SINGAPORE/SYDNEY (Reuters) – Workers at Chevron’s liquefied natural gas (LNG) projects in Australia, which produce 5.1% of the world’s supply of the super-chilled fuel, went on strike on Friday after mediation talks ended without a deal.
WHAT’S NEXT?
Unions kicked off action with short work stoppages and bans on certain tasks, but plan to escalate to a total strike within two weeks if there is no deal.
Until next Wednesday, workers will stop work for up to 11 hours in several blocks per day and refuse to perform certain tasks, including working overtime. If there is still no deal by then, the unions will completely stop work for two weeks.

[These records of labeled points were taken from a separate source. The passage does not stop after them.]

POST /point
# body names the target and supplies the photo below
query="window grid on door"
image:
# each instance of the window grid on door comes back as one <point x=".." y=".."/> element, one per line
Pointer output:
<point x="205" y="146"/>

A week of negotiations run by a federal mediator ended on Friday without agreement, and no further talks are planned for now.
A union representative who declined to be named told Reuters on Friday the union remained available for talks but added: “we’ll be digging in for extensive [protected industrial] action.”
Chevron has said it would continue to take steps to maintain operations if any disruptions occur, without giving details.
WHAT WILL BE THE IMPACT ON PRICE AND OUTPUT?
Australia was the world’s largest LNG exporter last year, shipping out 80.9 million metric tons of the fuel in 2022 versus 79 million tons in 2021, according to the International Gas Union.
The bulk of LNG exports from Chevron’s Gorgon and Wheatstone facilities head to Japan, followed by South Korea, China and Taiwan.
“We expect an unscheduled outage will likely deliver some short-term spot price volatility, given we believe the global LNG market remains finely balanced,” said National Australia Bank (NAB) analyst Baden Moore.
“Duration of the outage will be critical.”
Based on preliminary calculations by data intelligence firm ICIS, the work stoppages through to Sept. 14 would see limited impact, with around 95,000 tons or one-and-a half cargoes worth of LNG output removed from the market.
Escalations into a full-scale strike would see a wider-ranging impact on output.
HOW LONG WILL INDUSTRIAL ACTION LAST?
Several industry experts have downplayed the risk of a prolonged strike, pointing to short delays this week by the union in starting action, as well as the recent resolution of a similar impasse with LNG workers at Woodside Energy Group, as positive signs.
NAB’s Moore said that Woodside’s negotiations with the unions are likely to provide a useful benchmark to finalise terms for Chevron.
WHAT’S AT STAKE FOR LNG MARKETS?
A prolonged strike could disrupt exports and raise prices of LNG, which is used for electricity generation.
European gas prices have been volatile in recent weeks over the labour unrest in Australia and spiked as much as 14% after Friday’s news.
Volatility in global gas prices despite relatively high inventories across Asia and Europe underscores market sensitivity to potential disruptions, which has increased for most commodities after Russia’s invasion of Ukraine last year led to a spike in prices.
WHAT’S THE DISAGREEMENT?
The two sides are at odds over issues including pay, job security, rosters and rules around overtime and transfers between Chevron facilities.
The failure to reach a deal contrasts with Woodside, which averted strikes at its nearby North West Shelf LNG facility last month in a deal with the same unions. The agreement included higher salaries for workers, and made it harder for the company to hire contractors or change rosters.
The same union alliance also secured agreements last year with Shell and Inpex at their LNG facilities in Western Australia. The deal with Shell was preceded by prolonged strikes that ultimately cost the company about $1 billion in lost exports from its Prelude floating LNG site.
Chevron said the unions had demanded terms “above and beyond” others in the industry. The unions said pay demands were in line with agreements struck at Shell, Inpex and Woodside.
The union alliance has previously said it locked in base annual pay between A$265,000 and A$365,000 in its deal with Woodside.